Uma tarde, decidi ligar à Inês. Ela atendeu do Porto, a voz animada mas distante.

— Olá mãe! Está tudo bem?

— Está… está tudo bem — menti. — Só queria ouvir-te um bocadinho.

— Desculpa não ter ido no Natal… O trabalho estava impossível e depois o Miguel ficou doente…

— Eu sei, filha. Só tenho saudades vossas.

Ela ficou em silêncio uns segundos.

— Também tenho saudades tuas, mãe. Mas olha… tens de arranjar coisas para fazer! Vai ao teatro com o pai, ou viajem um bocadinho! Não fiquem aí fechados em casa.

Sorri, apesar das lágrimas nos olhos.

— Talvez tenhas razão.

Desliguei e fiquei a olhar para as fotografias na estante: os miúdos pequenos na praia da Nazaré, todos bronzeados e felizes; eu e o António no nosso casamento, tão jovens e cheios de sonhos; a família toda reunida à mesa no Natal de há dez anos atrás.

Nessa noite, quando o António chegou do café, desafiei-o:

— E se fôssemos passar um fim-de-semana fora? Só nós dois?

Ele olhou para mim surpreendido.

— Fora? Para onde?

— Sei lá… talvez ao Douro? Ou à Serra da Estrela?

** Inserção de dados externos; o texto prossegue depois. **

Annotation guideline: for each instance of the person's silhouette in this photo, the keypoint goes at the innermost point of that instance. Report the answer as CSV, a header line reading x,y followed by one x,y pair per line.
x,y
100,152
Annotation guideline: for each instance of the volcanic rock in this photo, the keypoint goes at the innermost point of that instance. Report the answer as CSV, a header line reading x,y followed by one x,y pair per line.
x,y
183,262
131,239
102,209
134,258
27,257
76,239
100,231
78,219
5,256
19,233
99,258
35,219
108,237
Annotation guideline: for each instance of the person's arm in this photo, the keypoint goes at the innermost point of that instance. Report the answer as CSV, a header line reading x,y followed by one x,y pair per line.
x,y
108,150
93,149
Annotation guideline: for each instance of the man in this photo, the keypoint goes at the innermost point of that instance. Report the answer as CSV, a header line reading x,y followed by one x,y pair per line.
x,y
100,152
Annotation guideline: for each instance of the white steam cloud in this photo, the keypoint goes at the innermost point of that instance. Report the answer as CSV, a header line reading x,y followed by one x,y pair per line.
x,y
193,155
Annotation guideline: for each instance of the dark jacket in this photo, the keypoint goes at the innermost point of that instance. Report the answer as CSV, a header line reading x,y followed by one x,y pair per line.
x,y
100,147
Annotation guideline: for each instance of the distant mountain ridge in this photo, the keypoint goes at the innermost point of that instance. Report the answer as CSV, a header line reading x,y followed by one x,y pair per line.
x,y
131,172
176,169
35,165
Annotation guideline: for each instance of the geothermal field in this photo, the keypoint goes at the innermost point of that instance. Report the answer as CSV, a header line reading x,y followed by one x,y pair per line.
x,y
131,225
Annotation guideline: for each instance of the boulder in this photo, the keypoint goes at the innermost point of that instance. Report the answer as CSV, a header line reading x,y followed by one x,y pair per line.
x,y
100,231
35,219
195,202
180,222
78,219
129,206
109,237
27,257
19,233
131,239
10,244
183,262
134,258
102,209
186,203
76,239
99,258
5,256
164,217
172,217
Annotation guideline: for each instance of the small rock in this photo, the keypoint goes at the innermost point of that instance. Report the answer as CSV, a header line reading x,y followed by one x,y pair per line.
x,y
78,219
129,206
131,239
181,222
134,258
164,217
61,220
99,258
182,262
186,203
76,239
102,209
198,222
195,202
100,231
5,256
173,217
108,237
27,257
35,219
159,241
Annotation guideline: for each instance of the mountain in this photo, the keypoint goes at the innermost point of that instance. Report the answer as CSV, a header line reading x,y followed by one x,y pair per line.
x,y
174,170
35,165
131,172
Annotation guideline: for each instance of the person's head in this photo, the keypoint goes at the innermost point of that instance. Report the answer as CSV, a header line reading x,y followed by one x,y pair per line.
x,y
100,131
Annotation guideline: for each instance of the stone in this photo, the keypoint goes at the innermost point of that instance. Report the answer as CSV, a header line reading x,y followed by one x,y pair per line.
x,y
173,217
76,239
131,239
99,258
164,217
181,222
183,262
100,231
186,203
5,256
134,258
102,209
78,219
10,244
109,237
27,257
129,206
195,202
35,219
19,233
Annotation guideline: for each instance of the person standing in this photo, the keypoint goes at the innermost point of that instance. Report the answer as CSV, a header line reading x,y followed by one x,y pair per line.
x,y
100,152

Nunca fomos só os dois desde que os miúdos nasceram.

Ele sorriu pela primeira vez em muito tempo.

— Pode ser uma boa ideia…

Começámos então a planear pequenas escapadelas. No início era estranho: parecia que faltava sempre alguém à mesa ou no carro. Mas aos poucos fomos redescobrindo conversas antigas, piadas esquecidas e até silêncios mais leves.

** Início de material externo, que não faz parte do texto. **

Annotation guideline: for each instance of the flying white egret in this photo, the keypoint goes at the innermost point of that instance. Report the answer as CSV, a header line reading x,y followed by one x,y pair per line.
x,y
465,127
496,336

No entanto, nem tudo era fácil. Havia dias em que me sentia inútil: sem filhos para cuidar ou refeições grandes para preparar, perguntava-me qual era agora o meu papel. O António também tinha dias maus: ficava calado durante horas ou irritava-se por coisas sem importância.

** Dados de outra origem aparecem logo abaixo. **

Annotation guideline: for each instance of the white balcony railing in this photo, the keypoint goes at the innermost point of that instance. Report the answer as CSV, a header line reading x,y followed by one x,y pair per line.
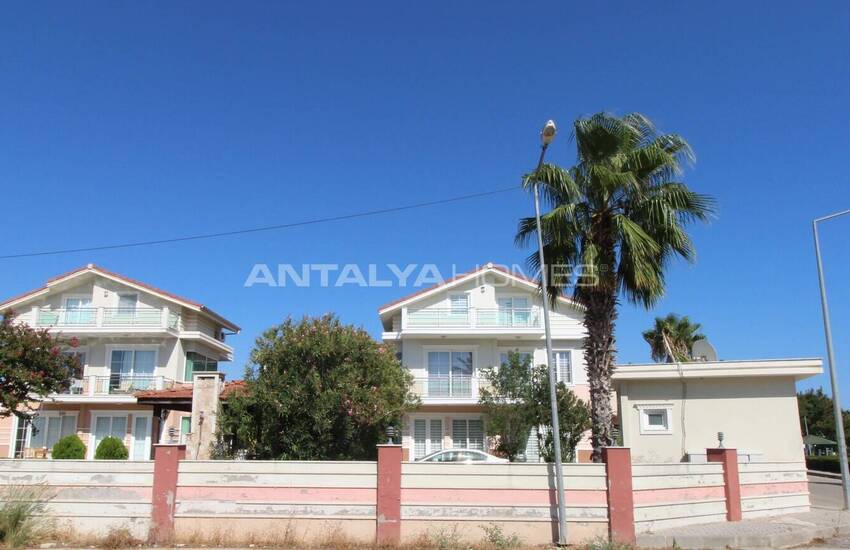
x,y
474,318
105,317
117,384
448,387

Uma tarde chuvosa de domingo, enquanto arrumava as gavetas da cozinha, encontrei um caderno antigo da Inês cheio de desenhos e recados: “Mãe és a melhor cozinheira do mundo!”, “Adoro-te até à lua!” Sentei-me no chão frio e chorei baixinho. Senti falta daquele amor incondicional e simples.

Na semana seguinte decidi inscrever-me num curso de culinária na junta de freguesia. Queria aprender receitas novas — talvez encontrar outras razões para cozinhar além dos filhos. Conheci outras mulheres na mesma situação: mães sozinhas depois dos filhos saírem de casa, cada uma com as suas dores e saudades escondidas atrás de sorrisos tímidos.

Começámos a encontrar-nos todas as quartas-feiras para cozinhar juntas e conversar sobre tudo: maridos ausentes, netos que nunca vêm visitar, sonhos adiados por causa da família. Ali percebi que não estava sozinha na minha solidão.

Um dia levei ao António um prato novo: arroz de pato feito por mim e pelas minhas novas amigas. Ele provou e sorriu:

— Está delicioso! Devias convidar o Tiago e a Inês para virem cá jantar qualquer dia destes…

O coração bateu mais forte só de pensar nisso: voltar a ter os meus filhos à mesa nem que fosse só por uma noite.

Liguei-lhes logo nesse dia:

— Queria fazer um jantar cá em casa… só para matar saudades!

O Tiago hesitou mas acabou por aceitar; a Inês disse logo que sim e até trouxe o namorado novo.

Naquele sábado à noite senti-me viva outra vez: a casa cheia de vozes e risos; o cheiro da comida no ar; o António animado como há muito não via; os miúdos (já adultos) a discutir futebol como antigamente; eu a servir arroz de pato com orgulho renovado.

Quando todos foram embora fiquei sozinha na cozinha cheia de pratos sujos mas com o coração quente.

Afinal talvez seja isto ser mãe: aprender a deixar ir mas também saber receber de volta quando é possível.

Às vezes pergunto-me: será que algum dia deixamos mesmo de ser necessários? Ou será que mudamos apenas de papel sem nunca perdermos o nosso lugar na vida dos outros?